Mais ils ont écopé d'une amende colossale de 4,155 milliards $ sur 25 ans, ce qui les a poussés à se débarrasser de nombreux actifs, dont l'emblématique Havaianas.
La semaine dernière, J&F a cédé pour environ 1,38 milliard $ la participation de 54,24 % qu'Alpargatas détenait dans Havaianas à trois sociétés de portefeuille : Itausa, Cambuhy Investimentos et Brasil Warrant, propriété des familles Setúbal et Moreira Salles, qui contrôlent Itaú, première banque privée du Brésil.
Déjà il y a deux ans, la marque avait fait les frais de l'enquête anticorruption Lavage-express et avait dû être revendue par son précédent propriétaire.
L'histoire de Havaianas a débuté avec le lancement, en 1962, de tongs inspirées par des sandales de paille de riz japonais.
Le nom de son modèle en caoutchouc au design simplissime, une semelle souple et une lanière en Y entre les orteils, a été emprunté à la capitale de l'exotisme d'alors : Hawaï.
Aujourd'hui, c'est l'univers multicolore de la marque qui attire les clients... et les nombreux contrefacteurs.
Les Havaianas se vendent en plus de 150 modèles différents, du basique pour moins de 7,50 $, à celui stylisé avec des dessins tropicaux et un petit drapeau brésilien pour 13 $, jusqu'au modèle «de luxe» avec des pierres incrustées Swarovski pour près de 90 $.
L'âme brésilienne
Dans une boutique de Copacabana, Solange Brascher, 55 ans, employée d'une entreprise de télécommunications, achète une paire pour sa fille. «Avant, il y avait cette idée que c'était la sandale du pauvre», dit-elle, mais maintenant toutes les classes sociales les portent parce qu'elles sont cool.»
Avec plus de 200 millions de paires vendues chaque année, dont 16 % à l'exportation, les Havaianas sont devenues un symbole du Brésil, au même titre que le soccer et la samba.

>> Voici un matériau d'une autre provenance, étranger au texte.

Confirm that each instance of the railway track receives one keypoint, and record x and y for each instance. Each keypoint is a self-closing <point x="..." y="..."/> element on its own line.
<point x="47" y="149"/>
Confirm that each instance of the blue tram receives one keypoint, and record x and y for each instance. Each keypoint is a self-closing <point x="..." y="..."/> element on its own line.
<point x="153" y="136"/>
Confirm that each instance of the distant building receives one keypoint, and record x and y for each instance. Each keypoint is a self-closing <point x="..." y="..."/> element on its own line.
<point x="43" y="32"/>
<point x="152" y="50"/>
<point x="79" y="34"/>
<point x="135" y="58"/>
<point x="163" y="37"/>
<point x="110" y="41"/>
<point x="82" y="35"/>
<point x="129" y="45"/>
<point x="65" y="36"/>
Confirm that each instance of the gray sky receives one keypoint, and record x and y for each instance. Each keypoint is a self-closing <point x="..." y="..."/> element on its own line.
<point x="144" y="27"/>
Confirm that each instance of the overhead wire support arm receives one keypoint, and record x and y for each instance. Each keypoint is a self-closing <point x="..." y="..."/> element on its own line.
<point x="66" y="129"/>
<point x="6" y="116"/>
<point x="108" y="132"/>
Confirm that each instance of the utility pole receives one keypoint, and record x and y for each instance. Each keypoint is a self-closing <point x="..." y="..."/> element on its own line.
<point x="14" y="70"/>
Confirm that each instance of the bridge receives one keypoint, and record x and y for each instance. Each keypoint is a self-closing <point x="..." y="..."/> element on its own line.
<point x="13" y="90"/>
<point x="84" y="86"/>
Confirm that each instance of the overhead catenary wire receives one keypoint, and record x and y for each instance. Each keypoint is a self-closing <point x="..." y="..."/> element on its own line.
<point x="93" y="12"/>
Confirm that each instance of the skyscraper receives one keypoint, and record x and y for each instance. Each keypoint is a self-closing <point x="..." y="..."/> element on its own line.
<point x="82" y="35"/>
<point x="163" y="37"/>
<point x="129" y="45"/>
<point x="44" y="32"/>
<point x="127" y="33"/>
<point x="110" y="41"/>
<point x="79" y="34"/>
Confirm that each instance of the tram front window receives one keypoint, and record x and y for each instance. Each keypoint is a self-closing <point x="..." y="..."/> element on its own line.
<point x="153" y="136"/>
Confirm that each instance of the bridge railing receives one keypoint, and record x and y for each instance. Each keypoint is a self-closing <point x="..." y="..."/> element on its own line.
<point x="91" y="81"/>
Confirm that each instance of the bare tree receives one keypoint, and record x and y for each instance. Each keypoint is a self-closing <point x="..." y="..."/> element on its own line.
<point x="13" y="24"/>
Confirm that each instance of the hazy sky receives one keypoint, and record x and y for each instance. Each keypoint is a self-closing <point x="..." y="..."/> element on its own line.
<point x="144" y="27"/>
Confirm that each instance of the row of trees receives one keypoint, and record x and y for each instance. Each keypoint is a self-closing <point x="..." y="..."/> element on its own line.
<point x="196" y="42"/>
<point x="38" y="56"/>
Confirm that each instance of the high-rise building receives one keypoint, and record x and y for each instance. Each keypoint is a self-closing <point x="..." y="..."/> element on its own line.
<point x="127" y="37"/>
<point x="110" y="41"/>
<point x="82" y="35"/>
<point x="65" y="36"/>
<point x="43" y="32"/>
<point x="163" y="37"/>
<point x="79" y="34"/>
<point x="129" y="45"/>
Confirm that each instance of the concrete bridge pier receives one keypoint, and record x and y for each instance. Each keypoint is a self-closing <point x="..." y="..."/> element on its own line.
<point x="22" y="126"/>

«C'est la première chose que j'ai achetée en arrivant pour offrir à mes amis», dit Beatriz Rodrigues, une jeune touriste portugaise. «J'en ai déjà acheté 10 paires et je vais en acheter 10 autres, car elles sont beaucoup plus chères en Europe.»

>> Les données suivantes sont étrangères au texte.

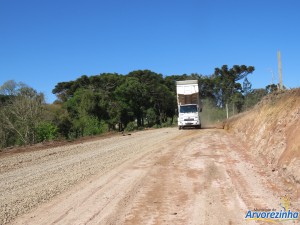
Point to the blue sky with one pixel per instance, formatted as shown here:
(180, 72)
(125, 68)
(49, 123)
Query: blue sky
(44, 42)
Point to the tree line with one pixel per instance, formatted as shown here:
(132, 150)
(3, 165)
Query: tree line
(92, 105)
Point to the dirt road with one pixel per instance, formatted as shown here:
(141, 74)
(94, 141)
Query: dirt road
(163, 176)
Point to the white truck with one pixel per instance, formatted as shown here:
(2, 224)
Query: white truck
(189, 104)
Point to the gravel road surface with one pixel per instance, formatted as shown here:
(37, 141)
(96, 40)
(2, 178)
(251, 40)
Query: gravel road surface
(162, 176)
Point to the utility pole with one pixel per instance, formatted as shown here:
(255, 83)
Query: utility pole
(279, 70)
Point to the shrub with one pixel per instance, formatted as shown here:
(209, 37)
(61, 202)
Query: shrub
(46, 131)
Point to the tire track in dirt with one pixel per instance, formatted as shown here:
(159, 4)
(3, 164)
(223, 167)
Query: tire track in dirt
(164, 177)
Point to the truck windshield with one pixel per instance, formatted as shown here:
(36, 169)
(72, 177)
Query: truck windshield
(188, 108)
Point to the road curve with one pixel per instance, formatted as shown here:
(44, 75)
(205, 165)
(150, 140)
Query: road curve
(163, 176)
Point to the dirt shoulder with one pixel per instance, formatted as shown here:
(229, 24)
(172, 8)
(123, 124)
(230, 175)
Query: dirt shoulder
(163, 176)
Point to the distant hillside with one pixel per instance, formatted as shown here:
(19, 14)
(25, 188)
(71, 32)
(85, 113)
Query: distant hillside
(272, 131)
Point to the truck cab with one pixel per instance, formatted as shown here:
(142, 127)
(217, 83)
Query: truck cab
(189, 105)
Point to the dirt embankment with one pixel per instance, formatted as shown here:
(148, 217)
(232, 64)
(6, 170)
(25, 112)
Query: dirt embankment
(272, 131)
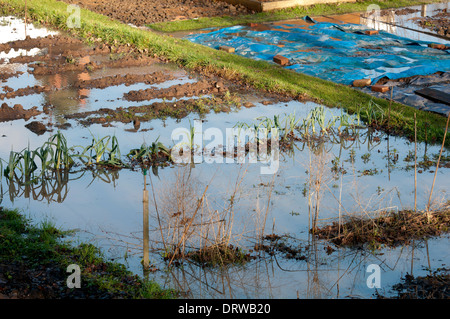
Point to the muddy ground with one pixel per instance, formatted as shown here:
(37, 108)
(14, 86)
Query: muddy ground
(144, 12)
(439, 23)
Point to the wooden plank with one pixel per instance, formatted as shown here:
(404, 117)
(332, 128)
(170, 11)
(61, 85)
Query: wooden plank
(434, 95)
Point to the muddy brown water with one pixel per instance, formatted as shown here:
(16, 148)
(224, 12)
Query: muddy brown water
(106, 206)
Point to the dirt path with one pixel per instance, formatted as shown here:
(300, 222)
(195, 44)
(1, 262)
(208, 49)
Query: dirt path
(144, 12)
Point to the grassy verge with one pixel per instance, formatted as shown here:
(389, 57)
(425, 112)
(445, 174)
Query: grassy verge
(259, 75)
(284, 14)
(34, 260)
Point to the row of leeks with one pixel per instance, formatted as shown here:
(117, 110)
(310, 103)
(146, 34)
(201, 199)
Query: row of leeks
(56, 155)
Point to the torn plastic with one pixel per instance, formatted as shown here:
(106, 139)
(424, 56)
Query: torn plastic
(340, 53)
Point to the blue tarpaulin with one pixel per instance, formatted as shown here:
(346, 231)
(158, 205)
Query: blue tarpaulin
(340, 53)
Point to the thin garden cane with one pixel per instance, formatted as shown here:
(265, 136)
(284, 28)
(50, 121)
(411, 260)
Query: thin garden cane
(415, 163)
(435, 172)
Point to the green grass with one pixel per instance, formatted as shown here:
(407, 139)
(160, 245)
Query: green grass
(260, 75)
(284, 14)
(34, 246)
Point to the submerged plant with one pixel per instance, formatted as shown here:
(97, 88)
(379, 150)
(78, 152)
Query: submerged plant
(100, 152)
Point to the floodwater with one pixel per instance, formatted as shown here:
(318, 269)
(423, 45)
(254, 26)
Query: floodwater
(335, 48)
(107, 207)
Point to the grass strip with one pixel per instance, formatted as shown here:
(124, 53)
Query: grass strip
(283, 14)
(260, 75)
(30, 250)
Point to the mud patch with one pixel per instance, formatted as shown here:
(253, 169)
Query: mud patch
(391, 229)
(151, 11)
(439, 23)
(432, 286)
(202, 87)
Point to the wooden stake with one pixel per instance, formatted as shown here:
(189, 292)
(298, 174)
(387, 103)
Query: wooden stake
(437, 166)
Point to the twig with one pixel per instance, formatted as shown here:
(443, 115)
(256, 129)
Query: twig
(415, 163)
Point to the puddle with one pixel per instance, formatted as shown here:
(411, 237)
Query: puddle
(106, 206)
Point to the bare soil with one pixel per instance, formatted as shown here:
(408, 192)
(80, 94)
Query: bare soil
(64, 58)
(144, 12)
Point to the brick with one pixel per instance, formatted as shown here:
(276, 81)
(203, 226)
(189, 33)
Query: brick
(380, 88)
(227, 49)
(281, 60)
(362, 82)
(371, 32)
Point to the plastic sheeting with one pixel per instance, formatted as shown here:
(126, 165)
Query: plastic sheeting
(340, 53)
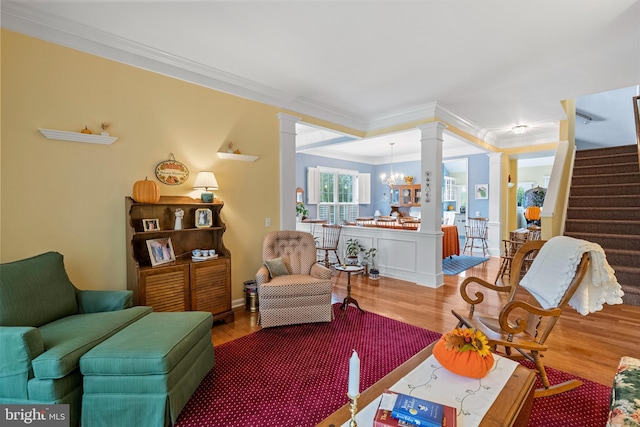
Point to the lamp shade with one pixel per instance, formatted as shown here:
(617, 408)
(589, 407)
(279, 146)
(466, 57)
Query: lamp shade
(206, 180)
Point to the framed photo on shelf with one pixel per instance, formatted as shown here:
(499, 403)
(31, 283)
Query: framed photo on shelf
(160, 251)
(204, 218)
(482, 191)
(151, 224)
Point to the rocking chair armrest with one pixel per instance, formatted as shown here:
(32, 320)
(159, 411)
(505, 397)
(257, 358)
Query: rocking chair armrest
(479, 295)
(520, 324)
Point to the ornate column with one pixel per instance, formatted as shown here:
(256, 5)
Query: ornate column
(496, 185)
(429, 245)
(287, 171)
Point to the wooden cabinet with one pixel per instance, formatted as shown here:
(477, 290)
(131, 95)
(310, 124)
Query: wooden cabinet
(183, 284)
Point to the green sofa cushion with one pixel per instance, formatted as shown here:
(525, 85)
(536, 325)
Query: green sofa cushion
(29, 287)
(49, 390)
(67, 339)
(151, 346)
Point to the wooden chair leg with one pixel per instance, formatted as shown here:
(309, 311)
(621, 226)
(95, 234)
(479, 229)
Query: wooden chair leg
(550, 390)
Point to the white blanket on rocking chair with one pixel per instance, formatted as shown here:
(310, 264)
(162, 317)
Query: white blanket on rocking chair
(553, 270)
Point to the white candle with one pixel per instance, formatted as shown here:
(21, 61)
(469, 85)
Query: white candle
(354, 375)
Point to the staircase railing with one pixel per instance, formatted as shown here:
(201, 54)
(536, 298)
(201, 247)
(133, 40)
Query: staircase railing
(636, 114)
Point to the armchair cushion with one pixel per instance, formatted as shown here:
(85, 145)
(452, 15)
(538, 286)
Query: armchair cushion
(19, 346)
(24, 298)
(67, 339)
(96, 301)
(276, 267)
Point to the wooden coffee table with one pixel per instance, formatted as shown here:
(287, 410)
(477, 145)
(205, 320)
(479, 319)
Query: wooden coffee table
(511, 408)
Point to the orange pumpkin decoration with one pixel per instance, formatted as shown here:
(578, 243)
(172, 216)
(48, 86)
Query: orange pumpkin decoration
(465, 363)
(146, 191)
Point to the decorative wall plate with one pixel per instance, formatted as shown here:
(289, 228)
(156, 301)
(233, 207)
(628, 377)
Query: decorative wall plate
(172, 172)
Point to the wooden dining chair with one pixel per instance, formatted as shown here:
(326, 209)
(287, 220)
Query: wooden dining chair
(509, 248)
(329, 243)
(527, 318)
(476, 234)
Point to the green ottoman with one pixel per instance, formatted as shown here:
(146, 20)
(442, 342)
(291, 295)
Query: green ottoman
(145, 374)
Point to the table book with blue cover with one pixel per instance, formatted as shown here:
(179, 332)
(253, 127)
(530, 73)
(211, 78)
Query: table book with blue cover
(414, 411)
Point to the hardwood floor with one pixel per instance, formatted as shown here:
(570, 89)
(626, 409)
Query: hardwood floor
(588, 346)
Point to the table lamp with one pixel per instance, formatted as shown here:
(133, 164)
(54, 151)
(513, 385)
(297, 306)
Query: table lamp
(206, 180)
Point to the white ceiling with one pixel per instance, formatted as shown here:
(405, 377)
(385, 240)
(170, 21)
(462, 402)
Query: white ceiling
(485, 65)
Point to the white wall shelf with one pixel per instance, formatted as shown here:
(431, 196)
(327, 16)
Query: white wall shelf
(78, 137)
(242, 157)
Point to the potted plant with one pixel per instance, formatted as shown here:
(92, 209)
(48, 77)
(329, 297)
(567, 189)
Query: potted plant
(353, 249)
(301, 211)
(374, 273)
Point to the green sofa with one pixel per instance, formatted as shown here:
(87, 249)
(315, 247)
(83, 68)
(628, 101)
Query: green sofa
(47, 325)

Disponibles dans une panoplie de couleurs et à prix modique, 200 millions de paires de Havaianas sont vendues chaque année, tellement que si l'on mettait bout à bout toutes les paires écoulées depuis 1962, on ferait le tour de la Terre... 62 fois.

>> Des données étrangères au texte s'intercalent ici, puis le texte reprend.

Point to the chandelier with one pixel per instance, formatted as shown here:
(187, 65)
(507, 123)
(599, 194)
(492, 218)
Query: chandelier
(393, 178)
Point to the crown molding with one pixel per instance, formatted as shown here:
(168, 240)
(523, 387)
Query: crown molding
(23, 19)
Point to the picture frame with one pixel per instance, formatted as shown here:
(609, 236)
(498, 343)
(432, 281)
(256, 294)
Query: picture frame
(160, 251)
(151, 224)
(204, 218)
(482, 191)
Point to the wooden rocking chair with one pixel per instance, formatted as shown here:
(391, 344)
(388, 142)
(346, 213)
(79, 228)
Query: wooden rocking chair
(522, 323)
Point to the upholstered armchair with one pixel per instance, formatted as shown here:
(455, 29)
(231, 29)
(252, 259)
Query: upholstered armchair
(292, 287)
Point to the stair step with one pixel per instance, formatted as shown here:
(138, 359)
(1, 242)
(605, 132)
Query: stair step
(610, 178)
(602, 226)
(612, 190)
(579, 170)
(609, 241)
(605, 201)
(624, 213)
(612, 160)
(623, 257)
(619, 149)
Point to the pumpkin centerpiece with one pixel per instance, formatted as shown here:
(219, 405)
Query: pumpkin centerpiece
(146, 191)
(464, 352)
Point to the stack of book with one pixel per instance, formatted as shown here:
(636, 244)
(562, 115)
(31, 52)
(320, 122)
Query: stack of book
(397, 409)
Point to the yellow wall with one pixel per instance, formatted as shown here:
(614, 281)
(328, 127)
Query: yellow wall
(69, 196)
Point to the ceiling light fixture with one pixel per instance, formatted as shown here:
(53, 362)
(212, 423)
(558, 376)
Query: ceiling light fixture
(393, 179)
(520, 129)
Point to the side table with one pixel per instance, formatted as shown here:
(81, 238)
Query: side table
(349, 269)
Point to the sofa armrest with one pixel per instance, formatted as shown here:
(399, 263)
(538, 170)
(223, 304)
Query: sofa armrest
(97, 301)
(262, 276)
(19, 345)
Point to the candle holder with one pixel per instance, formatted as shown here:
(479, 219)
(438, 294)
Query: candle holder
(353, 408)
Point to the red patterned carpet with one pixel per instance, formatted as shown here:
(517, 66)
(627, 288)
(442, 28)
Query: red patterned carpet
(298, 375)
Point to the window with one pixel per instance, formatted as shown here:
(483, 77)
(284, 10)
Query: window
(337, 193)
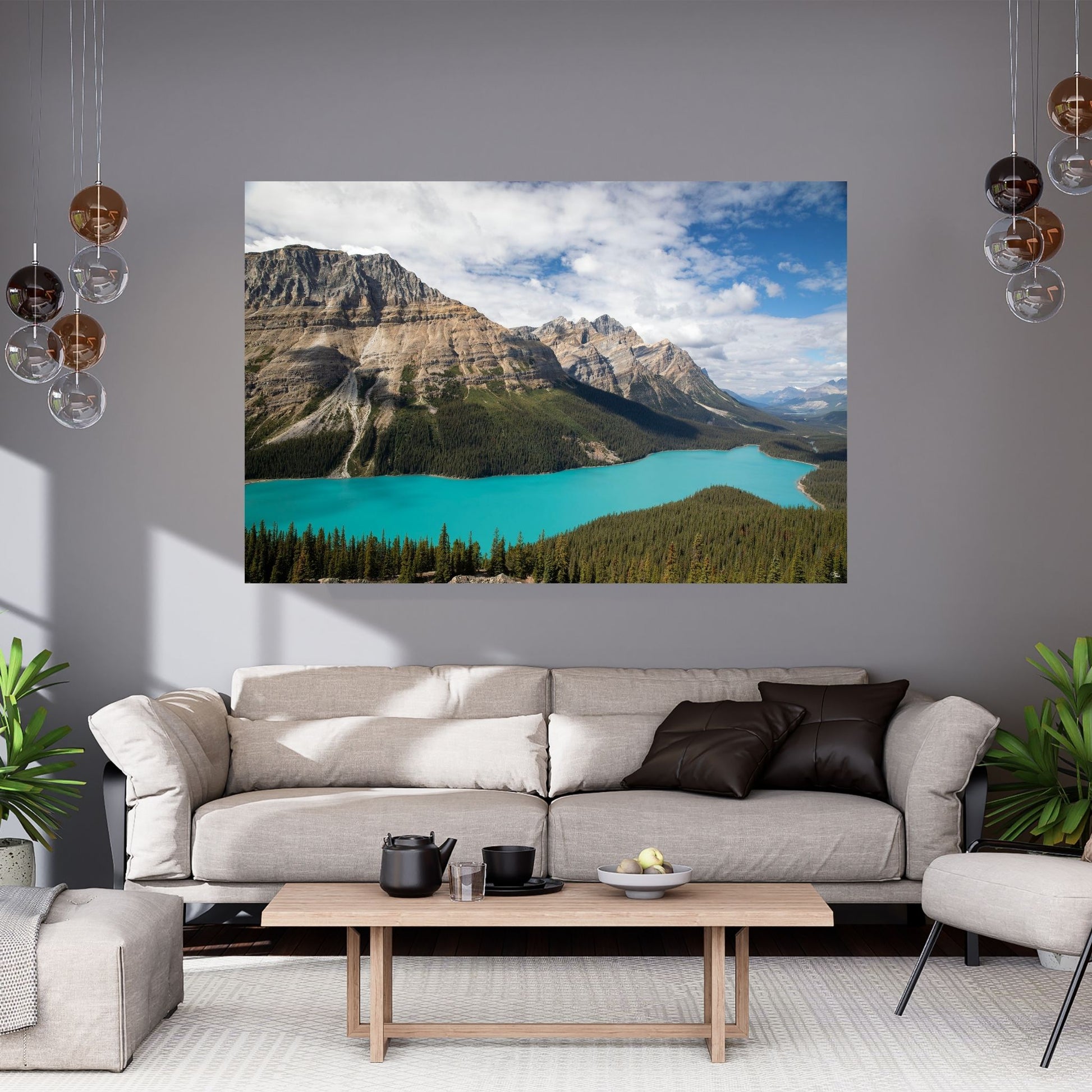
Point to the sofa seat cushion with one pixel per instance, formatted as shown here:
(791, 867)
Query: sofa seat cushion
(1036, 901)
(774, 836)
(336, 834)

Les Havaianas ont commencé à bien se vendre à l'étranger grâce à leur nouveau design et à une grosse offensive marketing dans les années 90. Le slogan «Elles ne se déforment pas, n'ont pas d'odeur», a laissé la place à «Tout le monde les porte».
Aujourd'hui Alpargatas, compagnie basée à Sao Paulo, dispose de plus de 700 points de vente dans plus de 100 pays.
«Havaianas représente l'âme brésilienne et est un objet de désir, synonyme du Brésil qui fonctionne», estime Claudio Goldberg, professeur d'économie à la Fondation Getulio Vargas.
Dans les pieds des vedettes
On en a vu aux pieds de Madonna, David Beckham ou Kim Kardashian, pour laquelle le joailler H. Stern a modifié une série de paires serties d'or pour 22 500 $.
À l'origine, les Havaianas avaient une semelle blanche et une lanière bleue. Jusqu'en 1969, lorsqu'un employé a peint par erreur des lanières en vert. À la surprise générale, les clients ont adoré. Havaianas s'est donc mis à varier les couleurs, puis le design, à partir du boom des années 90.
La marque assure que les deux tiers des 200 millions de Brésiliens achètent en moyenne une paire de Havaianas par an et qu'en mettant bout à bout les paires vendues au long de son histoire, on ferait le tour de la Terre... 62 fois.
Le scandale de corruption lié aux anciens propriétaires va-t-il affecter la marque?
«Déjà, c'est bien qu'une telle marque reste brésilienne», dit M. Goldberg, qui insiste sur la nécessité de ne pas perdre l'identité de Havaianas. Ses nouveaux gestionnaires ont indiqué qu'ils voulaient s'étendre aux États-Unis et laisseraient la direction en place.